O FPM é uma das principais fontes de receita das prefeituras brasileiras e sua suspensão pode gerar impactos significativos nas finanças municipais. Entre as possíveis causas para o bloqueio estão débitos junto à União, irregularidades fiscais, pendências previdenciárias ou problemas relacionados à prestação de contas.
A medida ocorre durante a gestão do prefeito Hingo Hammes e aumenta a pressão sobre a administração municipal para regularizar a situação. Especialistas apontam que a interrupção dos repasses federais pode comprometer o planejamento financeiro da prefeitura e afetar áreas como saúde, educação, assistência social, manutenção de contratos e pagamento de fornecedores.

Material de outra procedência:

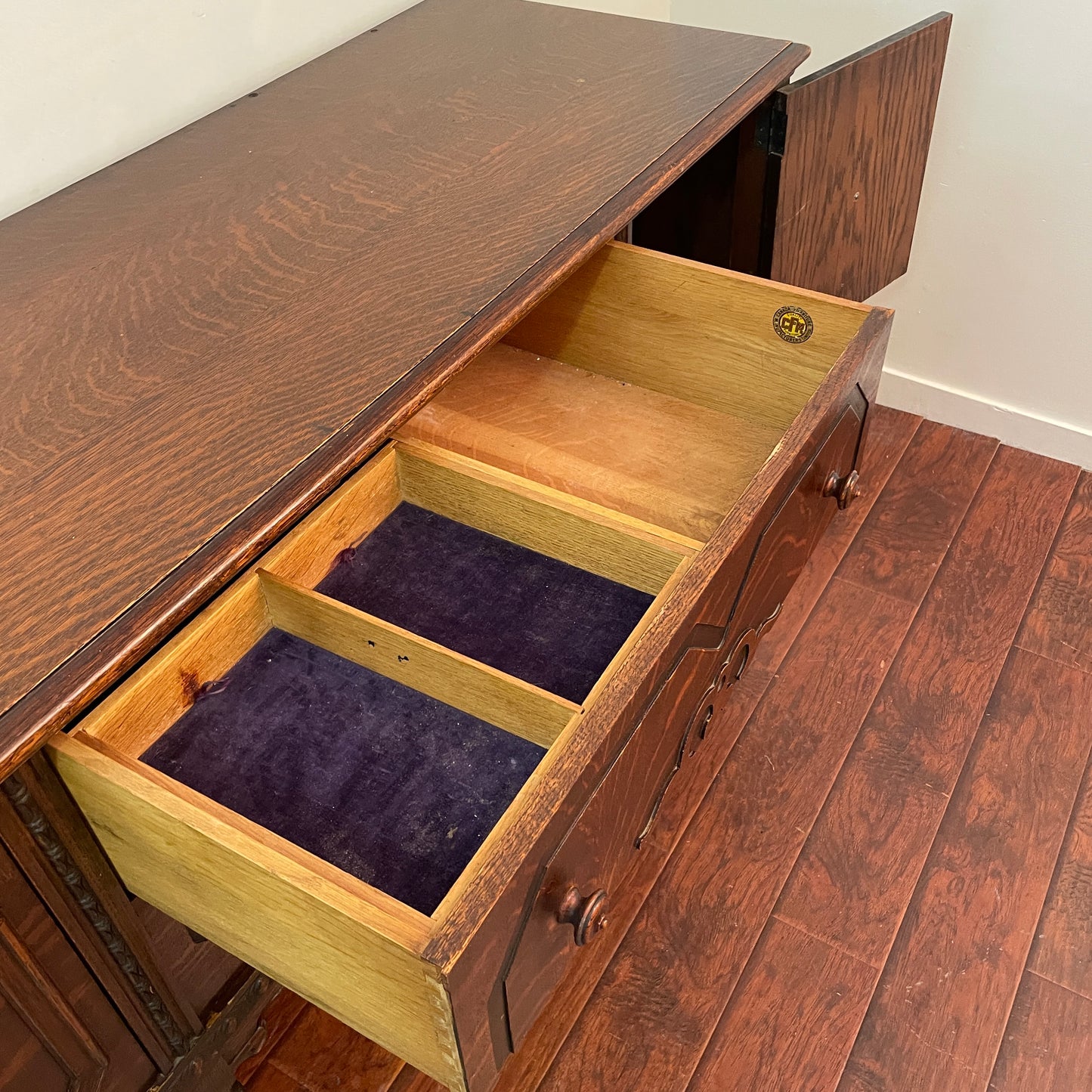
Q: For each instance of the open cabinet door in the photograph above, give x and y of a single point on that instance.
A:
(819, 186)
(848, 151)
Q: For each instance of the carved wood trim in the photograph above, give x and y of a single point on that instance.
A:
(48, 841)
(33, 995)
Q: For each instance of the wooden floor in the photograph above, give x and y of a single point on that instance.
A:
(889, 886)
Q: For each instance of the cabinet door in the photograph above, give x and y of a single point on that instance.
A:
(58, 1029)
(855, 140)
(819, 187)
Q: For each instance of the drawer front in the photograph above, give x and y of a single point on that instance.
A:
(572, 903)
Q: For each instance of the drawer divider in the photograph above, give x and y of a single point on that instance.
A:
(476, 688)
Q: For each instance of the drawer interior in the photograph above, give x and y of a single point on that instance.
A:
(378, 691)
(649, 385)
(314, 770)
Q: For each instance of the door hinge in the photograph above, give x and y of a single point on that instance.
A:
(771, 125)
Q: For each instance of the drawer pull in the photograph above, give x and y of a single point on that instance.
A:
(846, 490)
(586, 917)
(732, 672)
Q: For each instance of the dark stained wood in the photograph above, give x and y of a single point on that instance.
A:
(947, 988)
(309, 265)
(203, 976)
(1003, 828)
(473, 942)
(46, 1043)
(1060, 621)
(792, 1019)
(861, 864)
(627, 809)
(653, 1011)
(58, 1030)
(53, 844)
(1060, 626)
(233, 1037)
(923, 506)
(271, 1079)
(858, 137)
(1063, 949)
(1047, 1043)
(363, 1067)
(888, 434)
(277, 1020)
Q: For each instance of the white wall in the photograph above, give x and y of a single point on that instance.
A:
(995, 316)
(84, 83)
(994, 326)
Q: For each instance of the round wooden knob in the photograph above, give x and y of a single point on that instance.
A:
(844, 490)
(586, 917)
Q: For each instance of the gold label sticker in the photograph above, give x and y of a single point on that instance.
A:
(793, 324)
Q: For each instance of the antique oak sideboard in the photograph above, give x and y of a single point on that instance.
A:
(400, 466)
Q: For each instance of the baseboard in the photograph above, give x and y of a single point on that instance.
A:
(1021, 428)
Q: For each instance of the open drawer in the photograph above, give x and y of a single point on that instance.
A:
(354, 768)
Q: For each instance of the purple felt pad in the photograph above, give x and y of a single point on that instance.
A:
(542, 620)
(388, 784)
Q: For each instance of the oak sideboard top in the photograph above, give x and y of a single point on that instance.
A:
(199, 343)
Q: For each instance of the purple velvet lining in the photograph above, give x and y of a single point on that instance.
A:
(505, 605)
(388, 784)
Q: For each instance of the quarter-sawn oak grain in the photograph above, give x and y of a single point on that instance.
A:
(858, 137)
(258, 301)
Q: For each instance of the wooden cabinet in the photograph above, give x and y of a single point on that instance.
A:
(820, 186)
(665, 442)
(421, 529)
(59, 1031)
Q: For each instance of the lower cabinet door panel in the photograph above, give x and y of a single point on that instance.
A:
(574, 900)
(58, 1030)
(676, 439)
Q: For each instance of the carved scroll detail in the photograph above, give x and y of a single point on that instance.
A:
(728, 675)
(48, 841)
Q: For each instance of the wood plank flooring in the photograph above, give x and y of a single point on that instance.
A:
(889, 883)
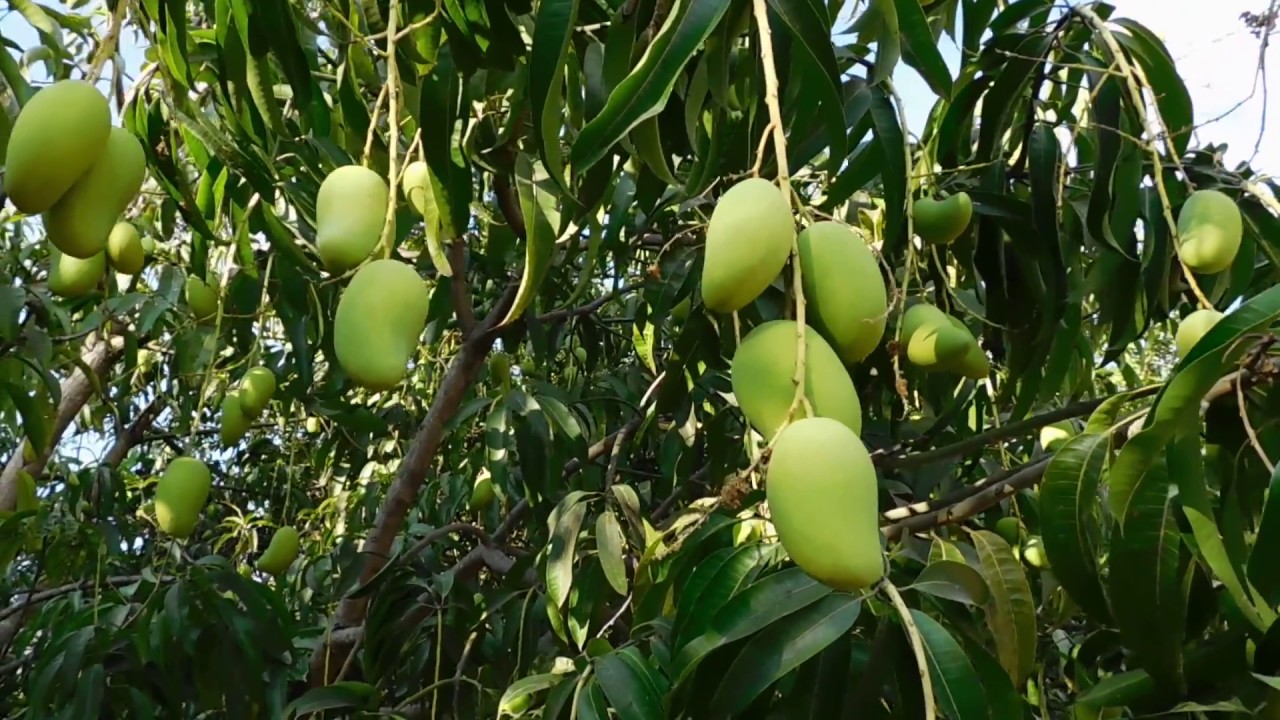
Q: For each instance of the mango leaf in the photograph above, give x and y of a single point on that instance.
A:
(645, 90)
(1069, 511)
(787, 643)
(1011, 609)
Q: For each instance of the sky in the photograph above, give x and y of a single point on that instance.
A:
(1210, 44)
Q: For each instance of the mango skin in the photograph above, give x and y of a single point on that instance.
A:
(280, 552)
(201, 299)
(181, 496)
(74, 277)
(380, 317)
(749, 240)
(822, 492)
(232, 422)
(256, 388)
(1193, 328)
(1210, 229)
(124, 249)
(55, 139)
(929, 340)
(844, 288)
(82, 219)
(351, 209)
(941, 222)
(762, 370)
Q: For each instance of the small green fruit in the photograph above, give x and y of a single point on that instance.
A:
(124, 249)
(941, 222)
(749, 240)
(181, 496)
(74, 277)
(1193, 328)
(822, 492)
(351, 210)
(1210, 229)
(762, 377)
(201, 299)
(55, 139)
(257, 386)
(380, 317)
(280, 552)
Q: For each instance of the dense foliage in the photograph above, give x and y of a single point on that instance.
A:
(558, 511)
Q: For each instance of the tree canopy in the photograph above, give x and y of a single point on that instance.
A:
(434, 300)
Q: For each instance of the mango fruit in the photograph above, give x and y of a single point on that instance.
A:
(181, 496)
(280, 552)
(256, 388)
(844, 290)
(55, 139)
(1210, 229)
(416, 186)
(929, 340)
(233, 423)
(380, 317)
(73, 277)
(749, 238)
(823, 504)
(82, 219)
(762, 377)
(1193, 328)
(351, 209)
(941, 222)
(124, 249)
(201, 299)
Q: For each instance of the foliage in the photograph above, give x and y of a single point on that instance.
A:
(622, 564)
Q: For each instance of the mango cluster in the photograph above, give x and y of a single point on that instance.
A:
(67, 163)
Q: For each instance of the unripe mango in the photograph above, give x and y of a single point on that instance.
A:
(379, 320)
(351, 209)
(1193, 328)
(749, 238)
(941, 222)
(124, 249)
(181, 496)
(73, 277)
(822, 492)
(55, 139)
(82, 219)
(844, 288)
(201, 299)
(929, 340)
(416, 185)
(762, 376)
(1210, 229)
(257, 386)
(280, 552)
(233, 423)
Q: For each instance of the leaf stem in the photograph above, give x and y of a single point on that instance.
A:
(913, 634)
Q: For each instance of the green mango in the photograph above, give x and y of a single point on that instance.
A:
(181, 496)
(380, 318)
(82, 219)
(56, 137)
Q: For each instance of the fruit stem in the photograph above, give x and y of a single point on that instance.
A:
(913, 634)
(759, 9)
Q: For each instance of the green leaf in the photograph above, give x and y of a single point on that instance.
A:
(1069, 519)
(542, 227)
(644, 91)
(952, 580)
(956, 683)
(1144, 579)
(1011, 609)
(786, 643)
(922, 50)
(608, 543)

Nos meios políticos da cidade, o episódio repercutiu e gerou manifestações de preocupação sobre a situação fiscal do município. Setores da oposição defendem maior transparência sobre as causas do bloqueio e cobram providências para restabelecer a normalidade dos repasses.
Até o momento, a Prefeitura de Petrópolis não havia divulgado informações detalhadas sobre as pendências que motivaram a suspensão dos recursos nem apresentado publicamente um cronograma para a regularização da situação.
O bloqueio do FPM representa um desafio para a administração municipal, que deverá adotar medidas para solucionar as pendências apontadas pelos órgãos federais e garantir a retomada dos repasses, considerados fundamentais para o funcionamento dos serviços públicos. Assim como Petrópolis, o municípo de Porto Real também está bloqueados.